Huntington Beach’s attacks on state policies go beyond immigration—and are often accompanied by claims that the city is somehow a victim of the rest of California. In January, the city sued the state to challenge a new law that forces local communities to streamline housing development. But when the governor and attorney general responded a week later by suing the city for failing to meet its housing obligations, Huntington Beach and its representatives complained, ludicrously, that they had been unfairly singled out.

Resistance to home-building is particularly strong in Orange County. But even in that context, Surf City is a legitimate target. Its tourism and beach-related industries rely heavily on poorer, non-white workers who commute long distances—those are the workers who make the place Surf City—but it has refused for years to do even the most basic planning, much less building, to house such workers. And when city officials tried to address affordable housing earlier this decade, they faced rebellion from residents.

“Huntington Beach’s dismissive approach to housing — claiming there is no problem and that the state should just mind its own business — is Exhibit A for why we have a crisis in this state,” State Sen. Scott Wiener, a state leader on housing policy, said in a statement after the lawsuits.

Huntington Beach’s scofflaw instincts extend to other issues. Take marijuana legalization. In order for California’s legalization of marijuana to work, cities must license and regulate the legal industry, while cracking down on the black market. But Surf City, like far too many other California cities, has done the opposite: prohibiting the establishment of legal, non-medical marijuana sales and distribution within the city, while doing little to stop illegal operations.

Huntington Beach also has resisted legal demands that it change its election systems to comply with the state’s voting rights act. Specifically, while other California cities have divided themselves into districts and elected council members who represent different neighborhoods (and are more likely to be non-white), Huntington Beach has stuck to at-large elections, which mean council members are elected by all city voters. In responding to a legal demand for the election shift, the Huntington Beach city attorney accused the lawyer seeking the change of pursuing “reverse discrimination.”

Unfortunately, Surf City’s racialized opposition to state norms isn’t confined to the city limits. One Huntington Beach representative, the former state assemblyman and 2018 gubernatorial candidate Travis Allen, is a favorite to become the next chair of the California Republican Party. He traffics in phony Trump-like claims about immigrants and voter fraud. But Allen’s act has so far proved too Trumpian for even Trump; the president endorsed Allen’s Republican opponent, John Cox, in last year’s governor’s race.
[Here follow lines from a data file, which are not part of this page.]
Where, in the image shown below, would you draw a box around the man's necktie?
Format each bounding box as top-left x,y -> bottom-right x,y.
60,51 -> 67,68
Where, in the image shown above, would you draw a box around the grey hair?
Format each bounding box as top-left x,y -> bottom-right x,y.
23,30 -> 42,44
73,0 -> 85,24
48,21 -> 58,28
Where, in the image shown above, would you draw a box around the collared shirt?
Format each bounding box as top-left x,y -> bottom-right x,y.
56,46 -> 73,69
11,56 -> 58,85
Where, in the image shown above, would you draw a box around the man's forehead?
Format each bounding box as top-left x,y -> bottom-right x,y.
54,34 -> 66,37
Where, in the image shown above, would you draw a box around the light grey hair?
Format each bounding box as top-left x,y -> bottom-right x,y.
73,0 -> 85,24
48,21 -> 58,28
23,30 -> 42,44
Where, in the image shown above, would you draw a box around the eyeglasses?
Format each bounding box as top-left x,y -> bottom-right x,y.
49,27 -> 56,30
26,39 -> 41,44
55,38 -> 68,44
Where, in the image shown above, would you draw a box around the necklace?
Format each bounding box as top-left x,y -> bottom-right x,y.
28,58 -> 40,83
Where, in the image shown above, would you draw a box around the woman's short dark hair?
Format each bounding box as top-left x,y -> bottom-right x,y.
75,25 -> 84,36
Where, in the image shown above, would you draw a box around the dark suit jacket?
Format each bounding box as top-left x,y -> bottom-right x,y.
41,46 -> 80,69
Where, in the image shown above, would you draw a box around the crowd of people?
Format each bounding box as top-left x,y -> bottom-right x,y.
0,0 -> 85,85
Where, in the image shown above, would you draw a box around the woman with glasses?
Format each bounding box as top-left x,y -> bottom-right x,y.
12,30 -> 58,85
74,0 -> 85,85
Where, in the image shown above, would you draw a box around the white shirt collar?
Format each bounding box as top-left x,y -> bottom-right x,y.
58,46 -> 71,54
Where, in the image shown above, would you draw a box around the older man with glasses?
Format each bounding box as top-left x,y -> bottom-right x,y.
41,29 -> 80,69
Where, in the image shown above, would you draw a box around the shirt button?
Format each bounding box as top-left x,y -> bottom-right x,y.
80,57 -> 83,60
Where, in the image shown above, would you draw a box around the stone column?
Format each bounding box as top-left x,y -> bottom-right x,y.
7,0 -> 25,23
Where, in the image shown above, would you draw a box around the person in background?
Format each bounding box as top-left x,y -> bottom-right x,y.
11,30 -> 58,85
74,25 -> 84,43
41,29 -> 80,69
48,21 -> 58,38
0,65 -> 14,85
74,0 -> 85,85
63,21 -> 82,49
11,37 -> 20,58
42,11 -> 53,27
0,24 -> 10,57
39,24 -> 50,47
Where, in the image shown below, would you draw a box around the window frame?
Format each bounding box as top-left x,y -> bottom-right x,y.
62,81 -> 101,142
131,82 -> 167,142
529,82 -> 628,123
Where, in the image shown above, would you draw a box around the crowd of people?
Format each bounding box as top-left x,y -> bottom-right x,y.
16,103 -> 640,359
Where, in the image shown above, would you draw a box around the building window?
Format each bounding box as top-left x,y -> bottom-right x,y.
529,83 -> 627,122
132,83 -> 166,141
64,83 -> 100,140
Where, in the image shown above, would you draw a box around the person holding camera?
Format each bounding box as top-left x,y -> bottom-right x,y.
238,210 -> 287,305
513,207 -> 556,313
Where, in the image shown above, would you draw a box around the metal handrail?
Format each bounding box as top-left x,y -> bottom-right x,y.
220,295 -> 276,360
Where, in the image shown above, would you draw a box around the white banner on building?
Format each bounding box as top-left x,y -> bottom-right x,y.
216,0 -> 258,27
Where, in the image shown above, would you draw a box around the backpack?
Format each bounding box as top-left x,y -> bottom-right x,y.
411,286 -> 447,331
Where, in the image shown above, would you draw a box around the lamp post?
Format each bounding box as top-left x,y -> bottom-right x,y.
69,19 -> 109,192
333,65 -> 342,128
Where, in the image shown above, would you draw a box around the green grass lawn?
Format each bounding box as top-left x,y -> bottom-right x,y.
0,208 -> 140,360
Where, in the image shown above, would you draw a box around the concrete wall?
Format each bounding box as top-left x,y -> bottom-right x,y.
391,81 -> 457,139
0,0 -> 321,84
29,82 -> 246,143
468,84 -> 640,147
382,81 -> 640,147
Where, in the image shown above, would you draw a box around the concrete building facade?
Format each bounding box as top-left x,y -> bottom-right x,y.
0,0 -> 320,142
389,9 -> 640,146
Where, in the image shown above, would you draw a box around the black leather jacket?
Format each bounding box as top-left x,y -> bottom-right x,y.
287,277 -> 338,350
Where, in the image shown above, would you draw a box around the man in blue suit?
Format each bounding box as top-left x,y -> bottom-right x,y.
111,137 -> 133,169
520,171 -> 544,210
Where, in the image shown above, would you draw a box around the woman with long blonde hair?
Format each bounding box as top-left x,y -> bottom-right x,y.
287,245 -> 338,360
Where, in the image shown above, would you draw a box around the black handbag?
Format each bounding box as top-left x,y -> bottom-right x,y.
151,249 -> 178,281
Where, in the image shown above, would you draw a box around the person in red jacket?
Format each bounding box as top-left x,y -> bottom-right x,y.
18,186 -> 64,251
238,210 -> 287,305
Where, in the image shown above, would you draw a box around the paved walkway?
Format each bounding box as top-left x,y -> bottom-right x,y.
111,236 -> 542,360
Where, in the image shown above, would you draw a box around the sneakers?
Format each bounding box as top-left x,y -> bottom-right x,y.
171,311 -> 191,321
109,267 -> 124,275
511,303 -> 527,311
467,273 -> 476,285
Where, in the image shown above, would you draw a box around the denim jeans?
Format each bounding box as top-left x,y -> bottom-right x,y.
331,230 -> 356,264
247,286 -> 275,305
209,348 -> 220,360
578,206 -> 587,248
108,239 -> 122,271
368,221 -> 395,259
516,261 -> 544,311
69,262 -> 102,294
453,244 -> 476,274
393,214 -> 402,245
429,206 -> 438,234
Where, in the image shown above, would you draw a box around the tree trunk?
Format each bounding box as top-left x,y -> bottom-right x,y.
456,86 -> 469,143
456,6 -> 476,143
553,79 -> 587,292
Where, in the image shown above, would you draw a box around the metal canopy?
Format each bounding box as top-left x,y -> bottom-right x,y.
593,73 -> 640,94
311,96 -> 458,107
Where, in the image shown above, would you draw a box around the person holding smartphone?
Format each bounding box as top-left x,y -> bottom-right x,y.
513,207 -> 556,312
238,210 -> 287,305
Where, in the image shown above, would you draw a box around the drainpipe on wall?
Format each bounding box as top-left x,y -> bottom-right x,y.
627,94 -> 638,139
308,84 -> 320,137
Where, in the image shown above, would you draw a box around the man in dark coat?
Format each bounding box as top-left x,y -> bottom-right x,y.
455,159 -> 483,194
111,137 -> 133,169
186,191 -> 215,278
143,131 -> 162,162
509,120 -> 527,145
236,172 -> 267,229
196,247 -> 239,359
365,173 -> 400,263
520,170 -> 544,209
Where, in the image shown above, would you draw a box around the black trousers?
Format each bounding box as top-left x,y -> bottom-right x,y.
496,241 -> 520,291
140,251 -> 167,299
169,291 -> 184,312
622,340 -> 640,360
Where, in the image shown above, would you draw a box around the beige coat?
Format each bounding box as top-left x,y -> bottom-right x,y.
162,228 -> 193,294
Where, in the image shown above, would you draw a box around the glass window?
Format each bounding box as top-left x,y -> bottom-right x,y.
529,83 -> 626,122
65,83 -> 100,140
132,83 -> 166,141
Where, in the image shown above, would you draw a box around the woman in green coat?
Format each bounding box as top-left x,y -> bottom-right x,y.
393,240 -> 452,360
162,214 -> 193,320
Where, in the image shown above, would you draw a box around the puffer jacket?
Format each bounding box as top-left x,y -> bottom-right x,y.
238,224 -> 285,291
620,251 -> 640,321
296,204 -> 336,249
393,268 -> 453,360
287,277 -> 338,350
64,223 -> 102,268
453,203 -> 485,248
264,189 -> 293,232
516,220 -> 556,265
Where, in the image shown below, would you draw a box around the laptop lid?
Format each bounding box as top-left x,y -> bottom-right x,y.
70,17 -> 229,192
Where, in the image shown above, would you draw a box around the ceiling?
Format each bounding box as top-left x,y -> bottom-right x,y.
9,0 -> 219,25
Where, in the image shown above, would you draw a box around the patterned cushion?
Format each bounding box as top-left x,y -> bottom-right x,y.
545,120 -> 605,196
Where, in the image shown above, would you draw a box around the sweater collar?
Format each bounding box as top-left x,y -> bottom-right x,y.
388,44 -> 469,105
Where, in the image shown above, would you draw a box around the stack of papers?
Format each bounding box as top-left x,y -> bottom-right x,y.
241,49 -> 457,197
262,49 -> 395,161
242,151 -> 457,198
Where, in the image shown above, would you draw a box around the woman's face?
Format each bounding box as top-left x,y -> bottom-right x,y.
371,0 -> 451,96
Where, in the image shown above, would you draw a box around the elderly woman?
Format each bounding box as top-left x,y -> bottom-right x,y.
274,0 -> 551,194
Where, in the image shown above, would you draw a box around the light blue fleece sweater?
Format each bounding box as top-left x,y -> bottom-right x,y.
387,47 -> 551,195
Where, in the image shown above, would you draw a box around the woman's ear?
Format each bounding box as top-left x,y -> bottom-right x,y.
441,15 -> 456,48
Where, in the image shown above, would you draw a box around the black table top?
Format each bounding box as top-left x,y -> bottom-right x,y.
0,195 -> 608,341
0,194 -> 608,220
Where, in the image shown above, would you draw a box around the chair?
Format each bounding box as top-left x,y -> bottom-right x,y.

Surf City also faces scrutiny about hate groups. Last fall, the federal government charged four members of a Huntington Beach-based white supremacist group, the RAM or “Rise Above Movement,” with inciting riots and attacking counter-protesters at rallies around the country—including the infamous white nationalist rally in Charlottesville, Virginia, in 2017. RAM was also linked to violence at a 2017 pro-Trump rally in Huntington Beach.

Huntington Beach has no monopoly on hatred; organizations that track hate groups say white supremacists can be found across California. But after the arrests, news reports referred to previous links between Huntington Beach and hate groups dating to the 1980s, when skinheads were all too visible on the pier and downtown.

City officials responded that Surf City has an unfair and outdated reputation. That reaction is understandable. But Huntington Beach also might have used the arrests as an occasion for reflection—and to reassess the messages the city is sending by defying more inclusive state policies on housing and immigration. Instead, Huntington Beach has doubled down.

Hate’s up, Surf City. Are you sure you want to keep riding this wave?

Joe Mathews writes the Connecting California column for Zócalo Public Square.